SciELO, Brazil’s most significant scientific online library, uses a CC BY-NC (as well as CC BY) on all materials published on their website (unless otherwise stated), and, in 2013, SciELO launched SciELO Books, a consortium with university publishers aiming to make available digital versions of academic books. CC usage has found a significant resonance with investigative journalism outlets, as well public service and alternative media. The most representative cases are those of EBC/Agência Brasil, Repórter Brasil, Agência Pública. and Le Monde Diplomatique.
The context is favorable for expanding awareness on open licensing and intensifying CC license adoption in Brazil. Here are a few reasons why:
Brazil is experiencing increasing Internet penetration. Currently, 55% of the population or 40% of total households have access to Internet (broadband, mobile, or dial-up); out of the total number of users, 73% are social network users (2012 data); The intense use of social networks has become particularly critical in the past few months, since the beginning of the protests in June 2013; Both Internet penetration and the protests are connected with an important economic shift, as a growing number of Brazilians are entering middle class in the past years; Mobility and pervasive connectivity, which greatly incentivize the act of recording and uploading media to the Internet, are also part of the equation. Brazil is Latin America's biggest consumer market for mobile phones, and among the top five markets for smartphones in the world.
All of these factors point to a scenario in which there is enormous potential for expanding the numbers of both Creative Commons licensors and users, as well as supporting the increasingly significant demand for quality open information for social and political causes, educational materials, and cultural content.

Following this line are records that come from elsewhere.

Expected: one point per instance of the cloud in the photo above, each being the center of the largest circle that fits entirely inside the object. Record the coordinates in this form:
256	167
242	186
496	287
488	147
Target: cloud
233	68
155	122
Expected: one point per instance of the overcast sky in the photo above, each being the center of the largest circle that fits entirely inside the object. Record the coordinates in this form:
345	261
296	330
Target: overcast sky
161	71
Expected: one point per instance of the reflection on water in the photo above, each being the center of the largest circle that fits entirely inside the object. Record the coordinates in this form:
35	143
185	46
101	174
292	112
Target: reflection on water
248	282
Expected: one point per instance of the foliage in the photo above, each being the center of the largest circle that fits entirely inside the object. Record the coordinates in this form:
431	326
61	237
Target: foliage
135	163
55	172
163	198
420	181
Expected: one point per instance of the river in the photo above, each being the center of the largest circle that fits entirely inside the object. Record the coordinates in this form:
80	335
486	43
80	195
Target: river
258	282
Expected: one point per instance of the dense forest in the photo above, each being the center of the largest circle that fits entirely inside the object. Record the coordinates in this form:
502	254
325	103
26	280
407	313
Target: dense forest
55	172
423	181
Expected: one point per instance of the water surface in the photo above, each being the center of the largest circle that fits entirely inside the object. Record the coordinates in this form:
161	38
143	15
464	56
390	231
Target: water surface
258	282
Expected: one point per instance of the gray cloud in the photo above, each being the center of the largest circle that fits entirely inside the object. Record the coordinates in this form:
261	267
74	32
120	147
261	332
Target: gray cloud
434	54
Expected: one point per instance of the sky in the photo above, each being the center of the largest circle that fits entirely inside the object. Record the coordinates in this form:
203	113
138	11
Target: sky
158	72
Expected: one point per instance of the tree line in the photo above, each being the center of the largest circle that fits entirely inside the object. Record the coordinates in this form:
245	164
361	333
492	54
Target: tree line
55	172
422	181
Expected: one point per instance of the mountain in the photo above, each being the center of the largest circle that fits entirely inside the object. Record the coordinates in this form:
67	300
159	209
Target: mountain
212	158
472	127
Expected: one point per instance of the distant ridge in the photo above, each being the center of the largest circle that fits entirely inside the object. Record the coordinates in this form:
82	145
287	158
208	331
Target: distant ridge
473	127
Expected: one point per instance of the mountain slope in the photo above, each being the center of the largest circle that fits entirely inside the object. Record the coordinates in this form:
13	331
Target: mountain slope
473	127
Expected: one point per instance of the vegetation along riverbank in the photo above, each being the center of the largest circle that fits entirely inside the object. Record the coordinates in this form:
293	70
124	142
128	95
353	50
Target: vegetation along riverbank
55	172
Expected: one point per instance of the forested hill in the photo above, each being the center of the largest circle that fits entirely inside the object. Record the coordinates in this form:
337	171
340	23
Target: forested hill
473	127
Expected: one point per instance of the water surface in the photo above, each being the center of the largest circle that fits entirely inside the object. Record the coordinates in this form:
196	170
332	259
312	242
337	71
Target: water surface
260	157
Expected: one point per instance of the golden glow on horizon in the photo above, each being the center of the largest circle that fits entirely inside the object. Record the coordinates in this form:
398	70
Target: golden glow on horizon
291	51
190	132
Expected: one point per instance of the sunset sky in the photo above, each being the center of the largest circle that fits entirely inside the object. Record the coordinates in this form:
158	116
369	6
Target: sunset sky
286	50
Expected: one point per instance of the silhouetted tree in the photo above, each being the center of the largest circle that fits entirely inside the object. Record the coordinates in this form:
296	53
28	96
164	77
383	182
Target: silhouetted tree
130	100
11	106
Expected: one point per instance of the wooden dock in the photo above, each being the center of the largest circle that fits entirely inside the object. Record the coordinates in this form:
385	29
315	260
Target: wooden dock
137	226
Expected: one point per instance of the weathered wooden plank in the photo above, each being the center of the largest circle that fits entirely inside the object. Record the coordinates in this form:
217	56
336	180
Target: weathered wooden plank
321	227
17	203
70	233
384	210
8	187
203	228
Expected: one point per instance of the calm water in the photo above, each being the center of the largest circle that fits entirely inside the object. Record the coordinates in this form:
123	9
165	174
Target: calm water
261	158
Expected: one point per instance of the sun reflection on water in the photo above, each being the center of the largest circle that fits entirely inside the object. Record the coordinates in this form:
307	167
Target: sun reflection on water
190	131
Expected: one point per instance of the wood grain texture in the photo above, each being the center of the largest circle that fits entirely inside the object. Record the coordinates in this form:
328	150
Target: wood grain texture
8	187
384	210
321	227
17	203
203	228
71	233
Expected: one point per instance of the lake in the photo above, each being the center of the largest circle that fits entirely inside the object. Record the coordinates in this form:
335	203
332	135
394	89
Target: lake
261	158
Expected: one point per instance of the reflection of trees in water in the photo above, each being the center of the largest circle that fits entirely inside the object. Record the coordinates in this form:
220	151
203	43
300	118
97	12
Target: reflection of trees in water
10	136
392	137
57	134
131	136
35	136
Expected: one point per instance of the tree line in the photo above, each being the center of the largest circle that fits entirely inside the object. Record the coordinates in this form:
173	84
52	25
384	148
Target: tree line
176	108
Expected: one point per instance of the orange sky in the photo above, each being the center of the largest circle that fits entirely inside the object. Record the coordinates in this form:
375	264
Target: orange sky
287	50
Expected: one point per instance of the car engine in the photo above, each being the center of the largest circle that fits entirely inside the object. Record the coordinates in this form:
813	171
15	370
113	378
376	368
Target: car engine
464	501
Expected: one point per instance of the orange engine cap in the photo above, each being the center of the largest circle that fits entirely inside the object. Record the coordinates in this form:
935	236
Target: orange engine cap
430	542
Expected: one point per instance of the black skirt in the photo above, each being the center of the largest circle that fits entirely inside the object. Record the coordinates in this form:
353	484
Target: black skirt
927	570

Finally, after all the difficulties the Brazilian copyright reform faced since the first efforts, it is possible that, during 2014, copyright reform comes back into play; considering the CC Statement supporting copyright reform, Creative Commons Brazil can be an important and strong voice during this process. Worrying trends in Internet regulation and an increasing shift to private copyright enforcement practices highlight the need for enhancing awareness and use of cultural works licensed under terms that protect users against content removal and civil or criminal liability.
Creative Commons has become not only a social practice but a public policy in Brazil. Since the beginning of the Creative Commons project in Brazil in 2003, the CC Brazil group has promoted adoption of licenses, as well as their importance for open government and other policy initiatives. Creative Commons has become a household name in Brazil, with a strong presence in the Brazilian public sphere and legal debates.